While the trend to improve and measure quality of care has been championed in recent years by the government, payers, providers, and patients, some surgeons may see Dr. Rhee’s Skin Cancer Index as promising but not yet validated.
I can see how it has some application in the future, but these are very preliminary findings, said Ira D. Papel, MD, Associate Professor at Johns Hopkins University and a member of the Facial Plastic Surgicenter in Pikesville, MD.
Noting that the purpose of the index is to develop normal values over time, Dr. Papel said that the researchers need to survey more than just a couple hundred people. This is something that has to be done over several thousand people over a lifetime. And then, when these values are developed, we may see new patients who fall outside of those normative values and may need some extra help.
Dr. Rhee said that he agrees with Dr. Papel in his assessment that this is just the beginning. We validated the instrument on a select subgroup of patients with NMSC. It is up to the larger scientific community to test it on other subgroups with NMSC. Though the Skin Cancer Index is a psychometrically validated QOL instrument, there is still a long way to go in terms of accumulating normative data and studying the breadth of the disease and its impact on patients.
For example, he added, we are using the Skin Cancer Index on a subgroup of patients with NMSC who are immunosuppressed due to previous solid organ transplantation.
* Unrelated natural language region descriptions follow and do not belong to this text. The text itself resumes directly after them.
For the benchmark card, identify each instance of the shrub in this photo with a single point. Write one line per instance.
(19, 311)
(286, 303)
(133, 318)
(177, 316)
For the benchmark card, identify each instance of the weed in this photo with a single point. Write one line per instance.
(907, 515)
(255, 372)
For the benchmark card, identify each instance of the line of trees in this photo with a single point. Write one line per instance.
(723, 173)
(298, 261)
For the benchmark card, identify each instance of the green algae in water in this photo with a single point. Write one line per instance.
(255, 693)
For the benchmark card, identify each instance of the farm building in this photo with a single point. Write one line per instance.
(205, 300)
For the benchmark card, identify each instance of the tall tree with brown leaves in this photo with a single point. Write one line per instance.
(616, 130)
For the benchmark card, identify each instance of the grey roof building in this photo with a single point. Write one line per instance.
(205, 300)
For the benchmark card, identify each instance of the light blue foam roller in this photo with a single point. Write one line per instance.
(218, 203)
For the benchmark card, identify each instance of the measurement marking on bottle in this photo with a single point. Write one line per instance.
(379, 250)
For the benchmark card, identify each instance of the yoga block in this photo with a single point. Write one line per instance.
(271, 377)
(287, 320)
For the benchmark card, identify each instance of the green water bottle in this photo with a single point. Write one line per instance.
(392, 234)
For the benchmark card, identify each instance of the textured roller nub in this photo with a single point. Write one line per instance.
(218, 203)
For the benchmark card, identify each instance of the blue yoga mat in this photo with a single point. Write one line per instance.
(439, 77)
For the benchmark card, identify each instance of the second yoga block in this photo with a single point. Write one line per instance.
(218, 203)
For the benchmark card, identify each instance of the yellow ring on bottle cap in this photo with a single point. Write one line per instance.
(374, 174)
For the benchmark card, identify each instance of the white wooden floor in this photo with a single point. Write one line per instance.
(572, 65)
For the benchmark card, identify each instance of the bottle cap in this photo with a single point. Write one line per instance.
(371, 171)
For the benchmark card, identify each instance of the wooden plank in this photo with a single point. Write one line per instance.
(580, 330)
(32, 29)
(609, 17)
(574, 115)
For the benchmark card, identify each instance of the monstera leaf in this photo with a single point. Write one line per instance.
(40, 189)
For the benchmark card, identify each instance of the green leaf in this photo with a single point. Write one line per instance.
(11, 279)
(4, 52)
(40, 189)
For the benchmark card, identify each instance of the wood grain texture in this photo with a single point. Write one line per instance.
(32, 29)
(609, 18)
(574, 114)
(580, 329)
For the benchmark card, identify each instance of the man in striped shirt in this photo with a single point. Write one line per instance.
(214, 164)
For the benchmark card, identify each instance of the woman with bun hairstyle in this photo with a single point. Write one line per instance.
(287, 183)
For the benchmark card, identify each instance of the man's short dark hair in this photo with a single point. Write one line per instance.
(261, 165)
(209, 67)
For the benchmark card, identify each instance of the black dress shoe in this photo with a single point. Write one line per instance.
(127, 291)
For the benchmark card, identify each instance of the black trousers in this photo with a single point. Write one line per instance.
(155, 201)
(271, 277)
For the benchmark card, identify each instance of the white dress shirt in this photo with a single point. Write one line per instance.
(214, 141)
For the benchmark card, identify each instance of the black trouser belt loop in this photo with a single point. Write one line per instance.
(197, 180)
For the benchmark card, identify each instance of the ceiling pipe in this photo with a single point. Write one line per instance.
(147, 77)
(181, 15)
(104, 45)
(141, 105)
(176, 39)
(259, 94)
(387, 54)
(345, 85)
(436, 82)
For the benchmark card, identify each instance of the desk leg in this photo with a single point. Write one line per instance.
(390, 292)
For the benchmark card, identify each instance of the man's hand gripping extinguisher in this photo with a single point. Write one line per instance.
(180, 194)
These patients have much more disease burden and potentially more serious consequences of the disease in terms of morbidity and mortality. It will be interesting to see how the index scores compare in this subgroup of higher-risk patients.
In the March 2007 issue of Laryngoscope, the researchers further explain their scoring system and describe how the preoperative responses of patients differed from their feelings postoperatively.